Le baron Ernest-Antoine Seillière a les « honneurs » du Parisien et d’Aujourd’hui en France ce dimanche. « Fraude fiscale : le baron Seillière dans la tourmente », titre Marc Lomazzi. Ayant bénéficié d’un non-lieu le 4 août dernier dans l’affaire de la réorganisation du groupe Wendel (si, vous savez, l’exemple même de l’adage « nationaliser les pertes, privatiser les bénéfices »), faute de pouvoir établir des abus de biens sociaux, Ernest, le mal nommé (se traduit par « sincère » en anglais), n’est toutefois pas définitivement tiré d’affaires. L’ancien patron des patrons, du temps du CNPF, était pourtant un grand donneur de leçons et voulait tirer un trait sur les avancées sociales du Conseil national de la Résistance.
Or donc, le prédécesseur de l’actuelle présidente du Medef, ayant succédé au Centre national du patronat français, aura, de 1988 à 2005, passé tout son temps à prêcher la vertu, la valeur travail, à détricoter ce que maintenait Jean Gandois, estimé trop mou, et à promouvoir l’affairiste Denis Kessler, son vice-président, dont l’ambition était de faire table rase des avancées sociales de la Libération.
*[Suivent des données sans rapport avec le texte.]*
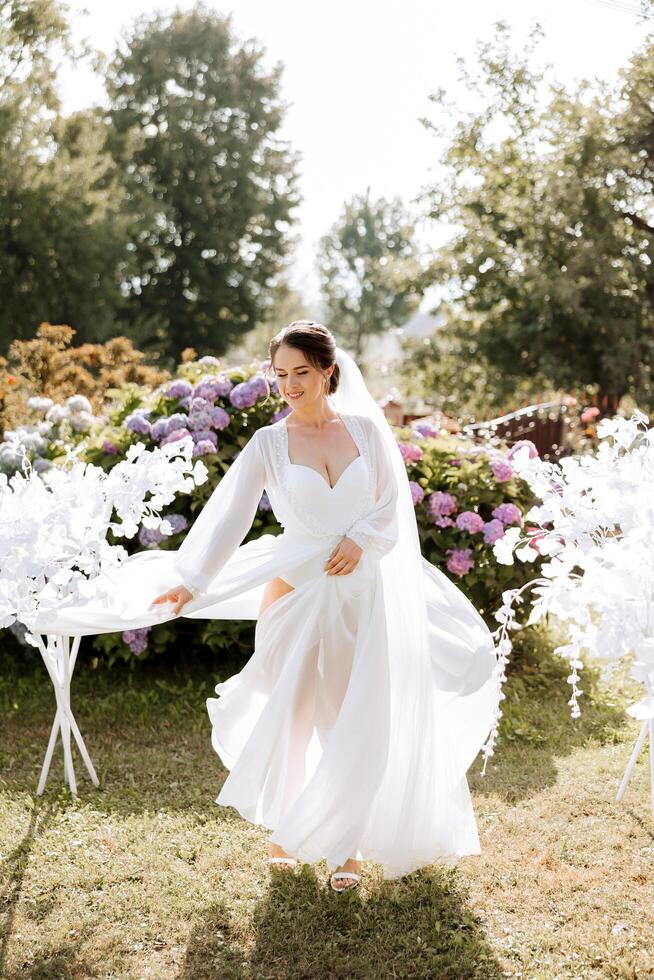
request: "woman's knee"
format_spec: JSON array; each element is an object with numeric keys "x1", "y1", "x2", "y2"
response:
[{"x1": 259, "y1": 576, "x2": 294, "y2": 617}]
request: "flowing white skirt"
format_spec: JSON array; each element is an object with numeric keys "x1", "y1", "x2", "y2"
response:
[{"x1": 25, "y1": 528, "x2": 498, "y2": 880}]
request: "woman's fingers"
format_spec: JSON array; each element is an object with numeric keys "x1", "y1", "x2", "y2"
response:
[
  {"x1": 327, "y1": 558, "x2": 352, "y2": 576},
  {"x1": 149, "y1": 589, "x2": 178, "y2": 608}
]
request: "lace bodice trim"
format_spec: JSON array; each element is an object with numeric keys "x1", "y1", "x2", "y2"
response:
[{"x1": 272, "y1": 412, "x2": 374, "y2": 540}]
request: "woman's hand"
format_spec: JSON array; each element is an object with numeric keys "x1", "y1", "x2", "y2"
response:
[
  {"x1": 324, "y1": 536, "x2": 363, "y2": 576},
  {"x1": 149, "y1": 585, "x2": 195, "y2": 615}
]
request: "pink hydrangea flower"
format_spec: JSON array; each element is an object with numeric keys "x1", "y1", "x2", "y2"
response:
[
  {"x1": 428, "y1": 491, "x2": 458, "y2": 526},
  {"x1": 409, "y1": 481, "x2": 424, "y2": 505},
  {"x1": 160, "y1": 427, "x2": 191, "y2": 446},
  {"x1": 398, "y1": 441, "x2": 423, "y2": 464},
  {"x1": 483, "y1": 518, "x2": 505, "y2": 544},
  {"x1": 507, "y1": 439, "x2": 539, "y2": 461},
  {"x1": 192, "y1": 439, "x2": 218, "y2": 457},
  {"x1": 581, "y1": 406, "x2": 600, "y2": 423},
  {"x1": 455, "y1": 510, "x2": 485, "y2": 534},
  {"x1": 492, "y1": 502, "x2": 523, "y2": 526},
  {"x1": 490, "y1": 458, "x2": 513, "y2": 482},
  {"x1": 446, "y1": 548, "x2": 474, "y2": 577}
]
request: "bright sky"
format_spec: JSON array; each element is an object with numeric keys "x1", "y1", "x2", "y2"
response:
[{"x1": 60, "y1": 0, "x2": 649, "y2": 307}]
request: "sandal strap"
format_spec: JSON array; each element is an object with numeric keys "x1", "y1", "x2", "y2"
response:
[
  {"x1": 269, "y1": 856, "x2": 297, "y2": 865},
  {"x1": 331, "y1": 871, "x2": 360, "y2": 881}
]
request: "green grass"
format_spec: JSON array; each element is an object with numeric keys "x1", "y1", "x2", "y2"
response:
[{"x1": 1, "y1": 625, "x2": 654, "y2": 978}]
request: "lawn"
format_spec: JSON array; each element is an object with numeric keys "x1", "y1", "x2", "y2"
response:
[{"x1": 1, "y1": 624, "x2": 654, "y2": 979}]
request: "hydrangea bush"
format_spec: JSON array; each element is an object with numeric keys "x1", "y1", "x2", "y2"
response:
[
  {"x1": 401, "y1": 420, "x2": 542, "y2": 617},
  {"x1": 2, "y1": 350, "x2": 540, "y2": 666}
]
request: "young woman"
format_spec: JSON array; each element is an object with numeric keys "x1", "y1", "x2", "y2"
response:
[{"x1": 149, "y1": 320, "x2": 501, "y2": 892}]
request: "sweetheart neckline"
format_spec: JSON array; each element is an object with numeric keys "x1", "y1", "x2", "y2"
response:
[
  {"x1": 287, "y1": 455, "x2": 364, "y2": 492},
  {"x1": 282, "y1": 412, "x2": 364, "y2": 492}
]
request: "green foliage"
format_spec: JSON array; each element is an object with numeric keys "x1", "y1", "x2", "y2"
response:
[
  {"x1": 412, "y1": 21, "x2": 654, "y2": 415},
  {"x1": 103, "y1": 2, "x2": 301, "y2": 363},
  {"x1": 0, "y1": 4, "x2": 131, "y2": 349},
  {"x1": 318, "y1": 188, "x2": 424, "y2": 360}
]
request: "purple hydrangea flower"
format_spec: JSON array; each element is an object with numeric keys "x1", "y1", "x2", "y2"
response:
[
  {"x1": 210, "y1": 406, "x2": 231, "y2": 430},
  {"x1": 124, "y1": 413, "x2": 152, "y2": 436},
  {"x1": 165, "y1": 514, "x2": 188, "y2": 534},
  {"x1": 160, "y1": 427, "x2": 191, "y2": 446},
  {"x1": 192, "y1": 439, "x2": 218, "y2": 457},
  {"x1": 191, "y1": 429, "x2": 218, "y2": 447},
  {"x1": 446, "y1": 548, "x2": 475, "y2": 577},
  {"x1": 122, "y1": 627, "x2": 150, "y2": 655},
  {"x1": 490, "y1": 458, "x2": 514, "y2": 482},
  {"x1": 187, "y1": 408, "x2": 215, "y2": 432},
  {"x1": 507, "y1": 439, "x2": 539, "y2": 461},
  {"x1": 150, "y1": 418, "x2": 169, "y2": 442},
  {"x1": 271, "y1": 405, "x2": 291, "y2": 423},
  {"x1": 455, "y1": 510, "x2": 485, "y2": 534},
  {"x1": 483, "y1": 518, "x2": 505, "y2": 544},
  {"x1": 248, "y1": 375, "x2": 269, "y2": 400},
  {"x1": 189, "y1": 396, "x2": 212, "y2": 413},
  {"x1": 179, "y1": 396, "x2": 191, "y2": 411},
  {"x1": 409, "y1": 480, "x2": 425, "y2": 505},
  {"x1": 229, "y1": 381, "x2": 259, "y2": 409},
  {"x1": 258, "y1": 491, "x2": 272, "y2": 511},
  {"x1": 139, "y1": 514, "x2": 189, "y2": 545},
  {"x1": 192, "y1": 378, "x2": 222, "y2": 403},
  {"x1": 428, "y1": 491, "x2": 458, "y2": 527},
  {"x1": 138, "y1": 526, "x2": 166, "y2": 547},
  {"x1": 215, "y1": 376, "x2": 234, "y2": 397},
  {"x1": 165, "y1": 379, "x2": 193, "y2": 400},
  {"x1": 102, "y1": 440, "x2": 119, "y2": 455},
  {"x1": 165, "y1": 412, "x2": 189, "y2": 433},
  {"x1": 398, "y1": 441, "x2": 423, "y2": 464},
  {"x1": 412, "y1": 421, "x2": 439, "y2": 438},
  {"x1": 492, "y1": 502, "x2": 523, "y2": 526},
  {"x1": 448, "y1": 458, "x2": 462, "y2": 467}
]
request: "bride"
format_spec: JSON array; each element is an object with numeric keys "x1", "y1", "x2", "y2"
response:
[{"x1": 147, "y1": 319, "x2": 501, "y2": 892}]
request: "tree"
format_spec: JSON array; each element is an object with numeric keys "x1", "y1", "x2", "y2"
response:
[
  {"x1": 413, "y1": 22, "x2": 654, "y2": 412},
  {"x1": 104, "y1": 2, "x2": 301, "y2": 362},
  {"x1": 0, "y1": 2, "x2": 131, "y2": 350},
  {"x1": 317, "y1": 188, "x2": 424, "y2": 360}
]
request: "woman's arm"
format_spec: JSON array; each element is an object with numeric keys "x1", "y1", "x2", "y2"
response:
[
  {"x1": 172, "y1": 428, "x2": 266, "y2": 593},
  {"x1": 344, "y1": 419, "x2": 399, "y2": 560}
]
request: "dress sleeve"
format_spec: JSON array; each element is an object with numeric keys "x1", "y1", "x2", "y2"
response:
[
  {"x1": 344, "y1": 420, "x2": 399, "y2": 560},
  {"x1": 172, "y1": 428, "x2": 266, "y2": 593}
]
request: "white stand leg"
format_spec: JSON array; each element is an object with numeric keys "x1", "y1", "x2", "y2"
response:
[
  {"x1": 35, "y1": 633, "x2": 99, "y2": 796},
  {"x1": 616, "y1": 719, "x2": 653, "y2": 809}
]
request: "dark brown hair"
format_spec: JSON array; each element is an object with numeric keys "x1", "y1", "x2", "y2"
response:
[{"x1": 268, "y1": 320, "x2": 340, "y2": 394}]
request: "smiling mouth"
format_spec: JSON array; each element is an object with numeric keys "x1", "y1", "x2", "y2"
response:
[{"x1": 287, "y1": 392, "x2": 304, "y2": 399}]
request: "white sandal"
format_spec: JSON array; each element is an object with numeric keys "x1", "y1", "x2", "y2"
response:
[
  {"x1": 330, "y1": 871, "x2": 361, "y2": 892},
  {"x1": 268, "y1": 856, "x2": 297, "y2": 870}
]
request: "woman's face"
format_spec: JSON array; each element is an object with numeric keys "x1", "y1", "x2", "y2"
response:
[{"x1": 272, "y1": 344, "x2": 333, "y2": 409}]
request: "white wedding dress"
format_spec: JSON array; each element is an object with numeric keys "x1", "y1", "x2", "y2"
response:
[{"x1": 26, "y1": 407, "x2": 500, "y2": 880}]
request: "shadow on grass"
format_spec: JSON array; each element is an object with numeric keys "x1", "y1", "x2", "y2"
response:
[
  {"x1": 179, "y1": 863, "x2": 504, "y2": 980},
  {"x1": 0, "y1": 622, "x2": 632, "y2": 816},
  {"x1": 467, "y1": 622, "x2": 631, "y2": 804},
  {"x1": 0, "y1": 804, "x2": 58, "y2": 977}
]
Cela valut à ce dernier d’être promu par Sarkozy dans l’ordre de la Légion d’honneur.
Seillière est, lui , commandeur de l’ordre, de celui d’Orange-Nassau, et officier de celui du Mérite. Ce n’est pas pour cela que le juge Renaud Van Ruymbeke l’a blanchi du chef d’abus de bien social et recel à la suite d’une plainte d’une ex-administratice du groupe familial Wendel.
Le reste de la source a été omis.